Suçluların psikolojisini anlamak herhalde çoğumuzun aşina olmadığı sapıklık psikolojisi türünden bir uzmanlık gerektiriyorsa da, olayın siyasi sonuçlarını incelemeye çalışabiliriz. Felaket haberi duyulur duyulmaz, Bay Putin cinayetin Ukrayna tarafından tasarlandığı fikrini öne sürdü. Kanıt, işte o yok. Yine de, Rusya’nın savaş halinde olduğu bir ülkeyi suçlaması kolayına gelmiş olsa gerek. Ukrayna’yı suçlamak hem bu ülkeyi yıpratabilir, hem de ümitsizliğe sürüklendiğini gösterebilir. Maalesef, herhangi bir kanıta dayanmayan bu ithamı kimse ciddiye almadı. Hatta, belki de Bay Putin’i mahçup edecek biçimde, İslam Devleti, saldırıyı kendisinin düzenlediğini ilan etti.

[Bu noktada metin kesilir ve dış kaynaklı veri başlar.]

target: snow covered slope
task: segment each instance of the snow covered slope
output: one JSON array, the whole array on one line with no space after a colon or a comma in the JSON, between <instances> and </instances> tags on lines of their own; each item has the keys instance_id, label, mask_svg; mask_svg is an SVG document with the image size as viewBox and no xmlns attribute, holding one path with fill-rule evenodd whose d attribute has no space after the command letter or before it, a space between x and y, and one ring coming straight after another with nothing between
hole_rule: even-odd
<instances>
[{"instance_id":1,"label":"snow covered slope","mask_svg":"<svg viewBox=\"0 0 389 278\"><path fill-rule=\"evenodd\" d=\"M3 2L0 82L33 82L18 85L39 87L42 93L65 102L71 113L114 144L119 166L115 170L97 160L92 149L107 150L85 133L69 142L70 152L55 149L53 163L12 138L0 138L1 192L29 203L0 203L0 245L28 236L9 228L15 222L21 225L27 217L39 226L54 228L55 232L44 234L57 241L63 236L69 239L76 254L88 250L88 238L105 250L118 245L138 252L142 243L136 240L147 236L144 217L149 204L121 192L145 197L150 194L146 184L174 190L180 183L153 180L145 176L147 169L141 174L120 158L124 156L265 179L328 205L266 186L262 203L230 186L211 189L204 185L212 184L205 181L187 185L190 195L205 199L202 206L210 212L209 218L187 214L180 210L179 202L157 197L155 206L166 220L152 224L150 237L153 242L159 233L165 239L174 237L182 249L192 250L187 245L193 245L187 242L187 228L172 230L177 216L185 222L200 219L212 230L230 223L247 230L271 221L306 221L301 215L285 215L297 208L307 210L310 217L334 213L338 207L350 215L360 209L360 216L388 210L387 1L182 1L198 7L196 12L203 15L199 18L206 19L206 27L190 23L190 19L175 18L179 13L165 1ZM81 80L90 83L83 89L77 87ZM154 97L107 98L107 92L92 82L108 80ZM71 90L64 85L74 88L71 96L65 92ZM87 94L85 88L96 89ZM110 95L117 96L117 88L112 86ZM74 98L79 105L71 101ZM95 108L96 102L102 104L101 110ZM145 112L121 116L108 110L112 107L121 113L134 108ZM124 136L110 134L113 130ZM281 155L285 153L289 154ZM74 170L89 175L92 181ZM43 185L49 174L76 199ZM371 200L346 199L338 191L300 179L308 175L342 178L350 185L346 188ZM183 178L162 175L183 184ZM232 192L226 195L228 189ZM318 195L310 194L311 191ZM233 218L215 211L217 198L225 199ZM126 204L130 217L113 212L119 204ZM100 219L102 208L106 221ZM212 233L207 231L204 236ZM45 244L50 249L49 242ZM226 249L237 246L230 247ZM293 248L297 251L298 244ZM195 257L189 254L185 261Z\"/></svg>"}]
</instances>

Terör olaylarının analizini yaparken, olayın arkasında kimlerin olduğunu ve nedenini çözmek her zaman zordur. Türk istihbaratının elemanı olup da kendisine akademisyen süsü veren müteveffa bir uzman, bir eylemin arkasında kimin olduğunu anlamak istiyorsanız, sormanız gereken soru bu işten kimin kazançlı çıktığıdır derdi. Soru hipotez oluşturmakta faydalı olabilirse de, çoğu zaman birden fazla cevabı vardır. Başka türlü ifade edecek olursak, kazançlı çıkan sayısı birden fazla olabilir. Dolayısıyla, soruya verilecek cevaplardan herhangi birini doğru kabul etmekte ihtiyatlı olmak lazımdır. Hatta, daha da ihtiyatlı olmak, eylemi planlayan ve icra eden aktörün istediği sonucu elde etmekte başarısız olabileceğini de hatırlamak lazımdır.   Söylediklerimizi basit bir örnekle somutlaştırabiliriz: Amerika’nın Irak’I işgali sonrası hasıl olan en önemli sonuç İran’ın Irak siyasetinde önemli bir aktör mertebesine yükselmesidir. Her ne kadar Irak’taki İran nüfuzu Amerikan müdahalesinden sonra artmışsa da, bundan Amerika’nın Irak’ta askeri müdahalesini İran’ın önünü açmak için  yaptığı sonucunu çıkarmak saçmadır. Daha tatmin edici açıklama, Amerika’nın Irak’a müdahalesine ilişkin amaçlarını gerçekleştirmeyi  başaramadığı, İran’ın da bu boşluktan yararlandığıdır.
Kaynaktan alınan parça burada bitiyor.